11 октября. Еременко не приехал. Напрасно ждал его весь день Ник. Александрович. Но к ночи, в двенадцатом часу, вдруг послышались с Амгуни голоса. Они сливались с воем ветра, рокотом реки, и нельзя было определить, кто кричит. Всеволод выбежал из палатки, крикнул в темноту. Не отозвались. Вразнобой закричали рабочие, один громче другого, некоторые засвистели, но ответа не было. Только все успокоились, как снова раздался крик. Голос, похоже, женский. Немного спустя повторился, и за ним — густой мужской голос.
— Эвенки, наверно, — высказал предположение Всеволод и приказал рабочим разжечь костер.
Долго не было слышно голосов. Завывал ветер, стонали деревья. Небо было черным. Падали на крышу палатки сухие, сорванные ветром ветки. Неожиданно голоса стали ближе. Жутко было представить этих отчаянных людей, поднимающихся в такую непогоду в такой час по Амгуни.
Костер пылал, прибрежная вода от пламени была красной. Неподалеку, на перекате, послышались шум и хриплый смех. Сколько я ни вглядывался в темноту, ничего не мог разобрать. Опять раздался смех, — странно звучал он в ночи, и вдруг кто-то крикнул: «Да это Маша!.. Маша!» — закричал он.
— Эгей! — послышалось в ответ.
Ехала Маша, это была она. Только одна Маша могла смеяться при таких неприютных обстоятельствах. Но кто с ней? Бат пристал к берегу, и из него выпрыгнул Соснин. За ним Маша и трое рабочих.
— Но как вы могли решиться, ведь такая жуть? — спросил Всеволод.
— Не ночевать же на берегу, — ответила Маша.
— Не страшно было?
— Страшно.
Она приехала в наш отряд и теперь будет неотступно следовать за нами. Ее работы — шурфы, бурение на трассе. Немного странно, что ее послали одну. На Джамку остались Лесовский, Забулис. Что они там делают? Старший инженер и прораб сзади, а Маша-коллектор — на головном участке.

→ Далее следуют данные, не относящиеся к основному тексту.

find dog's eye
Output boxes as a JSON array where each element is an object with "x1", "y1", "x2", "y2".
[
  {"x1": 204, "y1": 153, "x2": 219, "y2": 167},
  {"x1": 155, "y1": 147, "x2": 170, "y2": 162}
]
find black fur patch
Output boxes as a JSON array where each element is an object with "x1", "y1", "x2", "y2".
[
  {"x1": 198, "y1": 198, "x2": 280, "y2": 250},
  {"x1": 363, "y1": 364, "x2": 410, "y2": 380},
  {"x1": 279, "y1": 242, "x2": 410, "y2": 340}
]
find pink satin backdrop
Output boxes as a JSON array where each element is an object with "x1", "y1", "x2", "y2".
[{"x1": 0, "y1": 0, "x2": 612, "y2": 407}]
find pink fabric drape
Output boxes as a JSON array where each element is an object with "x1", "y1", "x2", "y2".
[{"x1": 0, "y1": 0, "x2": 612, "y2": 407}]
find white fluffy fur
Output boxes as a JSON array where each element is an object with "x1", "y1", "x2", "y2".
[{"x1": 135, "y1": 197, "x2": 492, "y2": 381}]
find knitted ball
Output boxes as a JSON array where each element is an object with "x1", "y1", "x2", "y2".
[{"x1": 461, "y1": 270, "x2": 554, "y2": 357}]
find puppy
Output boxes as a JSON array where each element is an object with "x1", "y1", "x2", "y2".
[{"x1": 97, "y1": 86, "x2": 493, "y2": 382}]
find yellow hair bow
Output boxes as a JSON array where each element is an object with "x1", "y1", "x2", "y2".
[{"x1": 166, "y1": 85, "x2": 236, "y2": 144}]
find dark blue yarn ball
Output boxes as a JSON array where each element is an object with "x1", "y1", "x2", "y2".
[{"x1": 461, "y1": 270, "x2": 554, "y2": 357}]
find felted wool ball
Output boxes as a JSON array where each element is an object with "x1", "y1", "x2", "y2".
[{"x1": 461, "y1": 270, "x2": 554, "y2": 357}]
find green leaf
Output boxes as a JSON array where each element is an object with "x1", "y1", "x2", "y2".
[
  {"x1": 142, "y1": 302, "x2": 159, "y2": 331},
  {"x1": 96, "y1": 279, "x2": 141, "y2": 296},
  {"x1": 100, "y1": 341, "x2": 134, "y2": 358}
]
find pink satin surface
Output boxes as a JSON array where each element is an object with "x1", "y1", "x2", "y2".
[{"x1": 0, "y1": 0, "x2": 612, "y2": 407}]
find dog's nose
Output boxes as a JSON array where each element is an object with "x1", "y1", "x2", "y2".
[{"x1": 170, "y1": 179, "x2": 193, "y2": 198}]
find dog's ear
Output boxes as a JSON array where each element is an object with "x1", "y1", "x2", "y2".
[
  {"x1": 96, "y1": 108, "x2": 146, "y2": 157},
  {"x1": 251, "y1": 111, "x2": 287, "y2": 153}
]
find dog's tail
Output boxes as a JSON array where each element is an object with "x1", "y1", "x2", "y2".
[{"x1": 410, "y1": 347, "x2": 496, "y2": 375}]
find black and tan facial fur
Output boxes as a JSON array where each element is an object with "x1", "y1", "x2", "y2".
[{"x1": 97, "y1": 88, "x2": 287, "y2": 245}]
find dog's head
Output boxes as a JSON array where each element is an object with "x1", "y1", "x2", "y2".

Палатка наполнилась шумом. Маша не умеет говорить тихо, и Всеволоду доставляет немалое удовольствие по-приятельски ее поддразнить.
— Громче, Маша, громче, здесь же все глухие.
— Ха-ха-ха-ха, — смеется она и от смущения закрывает рот рукой.
А за палаткой ветер усиливается. Палатка дрожит и того гляди взлетит на воздух.
12 октября. Строгий паек рабочие приняли спокойно.
— Надо экономить, иначе совсем плохо будет, — объявил Ник. Александрович.
С утра шел дождь, мелкий, холодный, но ветер стих, словно сделал свое дело — ив сторону. К обеду дождь пошел со снегом, и снова подул сильный ветер. Стало холодно. Коченели руки, не могли записывать в пикетажку. Нелегко было и Ник. Александровичу, и в силу необходимости пришлось вернуться домой раньше обычного.
Ветер все больше усиливался, и становилось жутко, когда отдаленный шум быстро нарастал, несся к палатке, и гигантское дерево, стоящее возле нее, накренялось и того гляди могло рухнуть. Упади такое дерево на палатку, и от нас останется мокрое место.
Но зато как уютно в палатке. Потрескивает в печи, мерцают огоньки свечей. На столе горячий чай. Маша что-то рассказывает Всеволоду, я не слушаю ее, но мне приятен женский голос, от него как бы еще больше тепла и уюта.
Около палатки кто-то завозился, и через секунду в нее вошел эвенк. Потирая озябшие красные руки, он обвел всех взглядом и коротко сказал: «Драстуй!»
— Моя ходи к вам. Рыбалка совсем-совсем скоро ходи Могды, совсем ходи. Батурин сказал, ходи Мозгалевски, говори, завтра баты к нему ходи, Баджал ходи, — и замолчал.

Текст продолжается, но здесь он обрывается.